Earlier this year the Dutch designers Maureen Mooren and Daniël van der Velden designed a new identity for the Holland Festival. The campaign – which comprised a series of posters, printed materials and advertisements – was evident throughout the Netherlands until the end of June. The designers met as students at the Willem de Kooning Academy in Rotterdam during the mid-1990s and have worked together in a studio in Amsterdam since 1998. They used the project to critique contemporary Dutch society – images of stained glass windows are threaded through with images of crushed beer cans and soda bottles. They also used it to re-think the possibilities and potential of a ‘sign’ which they see as ‘capable of attracting a multiplicity of meanings and interpretations’, as distinct from a ‘logo’, which, as they put it, is ‘a product of corporate culture’ and ‘like a marriage based on a dating profile’.

The patterns are an integral part of the identity. They are used on the insides of envelopes, the backs of letterheads and within the festival poster as windows to reveal and interweave what the designers refer to as ‘rather apocalyptic imagery’ which is part of the narrative of the ‘sign.’ The patterns are far from flat; instead they are structural elements used to build the sign architecturally. The patterns come from the argyle sweaters and socks favoured by the festival’s target audience, which they see as being middle-aged, educated, wealthy consumers of culture. ‘These argyle patterns stand for a conservative, yet playful aesthetic as they originate from the costumes worn by players in seventeenth-century Commedia dell’ Arte,’ says the duo. ‘Almost all of our work uses ornament and pattern, but we’d never say, “right let’s add some pattern” or “let’s do some ornament now”.’ The impulse will come from a project.

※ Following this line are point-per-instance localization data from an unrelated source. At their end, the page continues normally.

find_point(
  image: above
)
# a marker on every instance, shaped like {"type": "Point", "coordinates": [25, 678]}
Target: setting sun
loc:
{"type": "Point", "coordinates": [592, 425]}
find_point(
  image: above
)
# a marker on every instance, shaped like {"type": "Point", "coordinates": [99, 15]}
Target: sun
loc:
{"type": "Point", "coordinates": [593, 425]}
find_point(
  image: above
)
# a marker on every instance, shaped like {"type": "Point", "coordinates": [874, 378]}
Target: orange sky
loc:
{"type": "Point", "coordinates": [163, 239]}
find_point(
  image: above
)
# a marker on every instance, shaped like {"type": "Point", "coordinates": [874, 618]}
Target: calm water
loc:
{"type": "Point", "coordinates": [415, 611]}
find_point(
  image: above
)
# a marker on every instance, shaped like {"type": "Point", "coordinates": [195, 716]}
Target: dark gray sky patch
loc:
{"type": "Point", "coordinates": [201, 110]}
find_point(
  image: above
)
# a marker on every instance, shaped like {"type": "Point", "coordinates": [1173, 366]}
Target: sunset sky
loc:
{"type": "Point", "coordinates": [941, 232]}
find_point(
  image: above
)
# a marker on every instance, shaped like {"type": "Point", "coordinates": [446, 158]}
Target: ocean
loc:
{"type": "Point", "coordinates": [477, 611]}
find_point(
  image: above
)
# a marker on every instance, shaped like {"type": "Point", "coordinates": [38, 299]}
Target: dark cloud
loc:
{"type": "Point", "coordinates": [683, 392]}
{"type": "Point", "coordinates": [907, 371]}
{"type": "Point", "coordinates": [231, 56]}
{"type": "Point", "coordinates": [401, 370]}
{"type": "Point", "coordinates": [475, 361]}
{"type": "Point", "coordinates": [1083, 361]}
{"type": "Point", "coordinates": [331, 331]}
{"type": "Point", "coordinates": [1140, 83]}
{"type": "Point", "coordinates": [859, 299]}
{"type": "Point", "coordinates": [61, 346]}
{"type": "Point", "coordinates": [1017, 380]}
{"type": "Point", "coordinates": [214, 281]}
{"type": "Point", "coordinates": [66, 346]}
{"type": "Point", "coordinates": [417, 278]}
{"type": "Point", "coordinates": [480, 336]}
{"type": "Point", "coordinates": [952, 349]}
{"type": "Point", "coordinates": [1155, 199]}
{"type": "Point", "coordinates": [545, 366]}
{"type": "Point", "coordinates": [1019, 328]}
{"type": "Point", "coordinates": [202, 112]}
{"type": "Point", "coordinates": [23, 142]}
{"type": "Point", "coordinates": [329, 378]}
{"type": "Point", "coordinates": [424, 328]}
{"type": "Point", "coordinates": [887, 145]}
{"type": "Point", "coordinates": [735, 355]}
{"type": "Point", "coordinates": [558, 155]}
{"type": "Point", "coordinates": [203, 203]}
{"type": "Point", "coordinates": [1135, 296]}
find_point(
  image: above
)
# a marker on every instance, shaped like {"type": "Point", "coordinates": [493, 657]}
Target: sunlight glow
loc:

Mooren and Van der Velden think that the use of pattern or ornament as a visual strategy is only interesting ‘when its hierarchical relation to a main message is undefined, and constantly shifting.’ In their opinion ornament and decoration in twenty-first century patterns, are ways to convey messages that are not direct statements. ‘We think that patterns are interesting to the extent that they promise discovery, mystery,’ they say. As part of a corporate identity they designed for Stockholm Kunsthall, for example, they used leaves to form intense patterns that worked on several levels. The leaf motif, derived from the park setting of the museum, acted as a metaphor for the idea of information overload being a phenomenon more comparable to nature than to culture. Mooren and Van der Velden’s work was also exhibited in the museum. They presented their work for Archis magazine (see Eye no. 45 vol. 12) in an installation that was itself a pattern, ‘an information landscape.’ The floor was covered by pages (or leaves) ripped out from the experimental magazine, which visitors could pick up and take home. The designers have an interesting perspective on the reasons for the Modernists’ rejection of ornament. In addition to the usually stated reason – ornament is not structural and therefore not essential – Van der Velden and Mooren offer another: ‘It contains commentary and narrative of a generally affirmative relationship to those in power,’ they say. ‘The lions and gods and mythological figures of Versailles were there for the sake of the sovereign and nothing else; they definitely did not allow for an open dialogue. Perhaps Modernism did away with ornament because it was inherited as a visual carrier for power?’

The designers continue with this train of thought: ‘Nowadays, however, businessmen, lawyers and politicians are seated on Eames chairs instead. It is clear that Modernism has, to a great extent, replaced classical ornament as a staged way of conveying power. Just think of the übermensch-sterility of a Prada store, which reminds one of the film Gattaca.’

‘Ornament nowadays is a very strategic affair,’ say Mooren and Van der Velden. ‘It’s about influencing the associative wavelength of design without touching its contours or shape. If one looks, for instance, at [the Swiss architects] Herzog & de Meuron’s use of pattern, it is clear that they are trying to smarten up and give a visual twist to their Swiss boxes while still preserving austerity.’